Al ricorso va allegata copia del verbale di contestazione dell’infrazione stradale, nonché ogni altro tipo di documentazione che si ritiene che il prefetto debba esaminare.

All’interno del ricorso al prefetto è possibile chiedere l’audizione personale: in questo caso, il prefetto, prima di decidere, dovrà obbligatoriamente convocare il ricorrente per sentirlo di persona.

Il prefetto decide sul ricorso entro 180 giorni dalla spedizione (o presentazione) del ricorso all’organo accertatore, oppure 210 giorni se il ricorso è stato spedito dal ricorrente direttamente al prefetto.

Nel caso in cui, in tali termini, non giunga alcuna risposta, allora il ricorso deve intendersi accolto, con esito favorevole per il ricorrente.

Se invece, entro i termini anzidetti, il ricorso è espressamente rigettato, l’organo accertatore provvederà, entro 150 giorni, a notificare al ricorrente il provvedimento di rigetto e, contestualmente, un’ordinanza di ingiunzione di pagamento.

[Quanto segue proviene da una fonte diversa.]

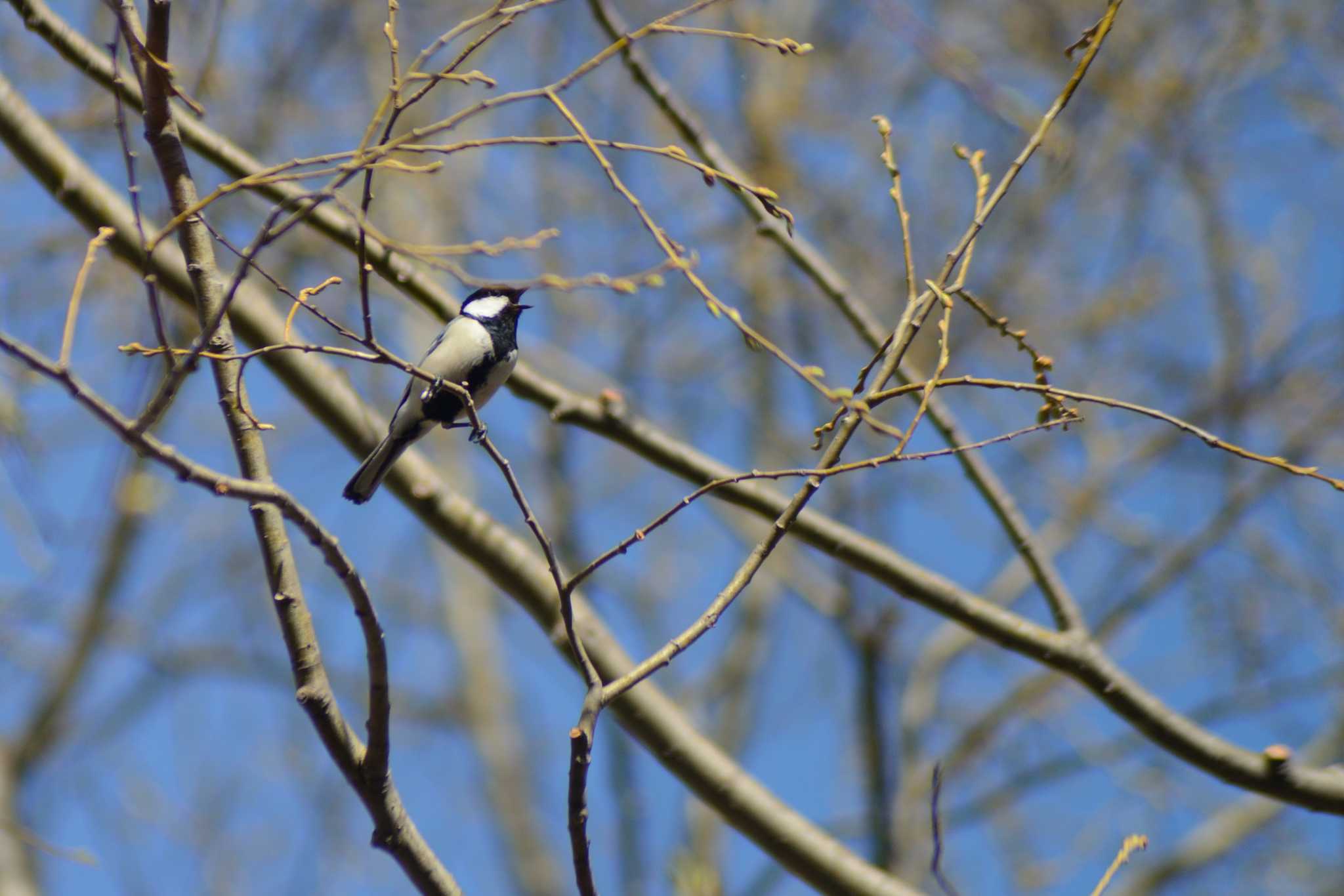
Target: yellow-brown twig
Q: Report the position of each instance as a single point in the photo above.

Devi sapere, infatti, che quando il prefetto respinge un ricorso, al ricorrente è ingiunto il pagamento di una somma non inferiore al doppio del minimo edittale previsto l’infrazione al codice della strada.

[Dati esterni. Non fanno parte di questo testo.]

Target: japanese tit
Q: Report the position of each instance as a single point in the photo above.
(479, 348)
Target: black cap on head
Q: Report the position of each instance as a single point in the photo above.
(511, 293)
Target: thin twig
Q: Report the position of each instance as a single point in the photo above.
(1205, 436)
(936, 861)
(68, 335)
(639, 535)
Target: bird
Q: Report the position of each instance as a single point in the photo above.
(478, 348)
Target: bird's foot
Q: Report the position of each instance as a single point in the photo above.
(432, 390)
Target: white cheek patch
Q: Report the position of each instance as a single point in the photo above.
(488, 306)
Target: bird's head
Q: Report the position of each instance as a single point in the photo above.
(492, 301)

In caso di notifica oltre il termine previsto (150 giorni), si estingue l’obbligo di pagare la somma dovuta.

Ricorso al giudice di pace per cellulare alla guida

Il ricorso al giudice di pace contro la multa per guida al telefono è alternativo a quello al prefetto (nel senso che non è possibile fare prima l’uno e poi l’altro), e conviene ogni volta che si voglia contestare un vizio sostanziale della multa.

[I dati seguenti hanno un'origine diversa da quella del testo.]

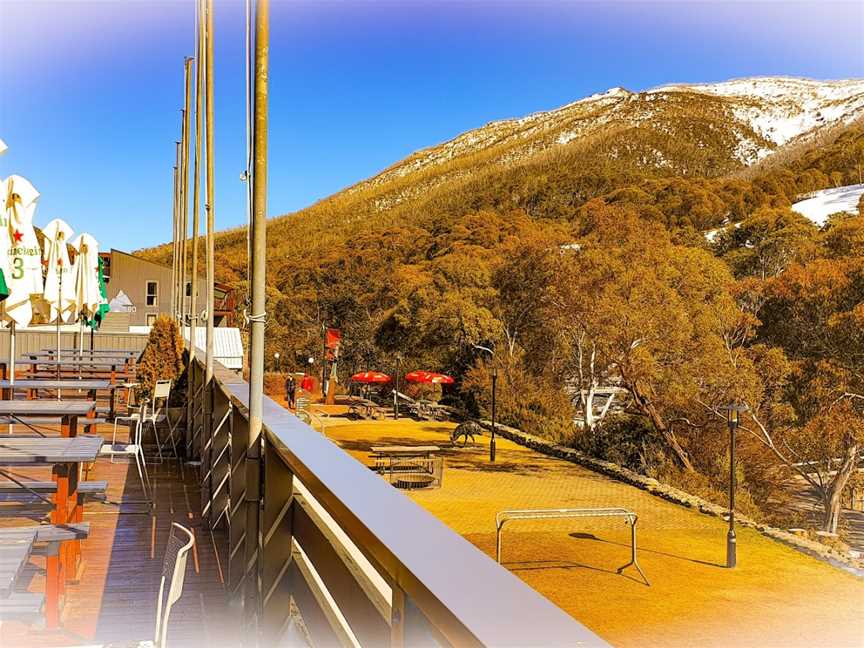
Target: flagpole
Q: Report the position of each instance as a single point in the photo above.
(174, 239)
(255, 450)
(59, 304)
(187, 126)
(209, 198)
(196, 209)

Nel nostro caso, la contestazione al giudice di pace è utile per dimostrare, ad esempio, lo stato di necessità che ha giustificato l’utilizzo del cellulare mentre si era alla guida.

Il ricorso va presentato entro il termine inderogabile di trenta giorni dall’avvenuta contestazione (immediata o differita) della violazione.

Il ricorso al giudice di pace può essere inviato attraverso raccomandata con avviso di ricevimento oppure depositato personalmente in cancelleria. Come per il ricorso al prefetto, dunque, non occorre l’assistenza obbligatoria di un avvocato, nemmeno per stare in giudizio.

Il ricorso al giudice di pace ha un costo iniziale: chi intende proporre questa impugnazione deve pagare un contributo unificato il cui importo varia a seconda della sanzione pecuniaria.

Per una contravvenzione stradale che non supera i 1.100 euro, il contributo unificato costa 43 euro; per importi superiori, invece, il contributo costa 98 euro. A ciò bisogna aggiungere una marca da bollo da 27 euro.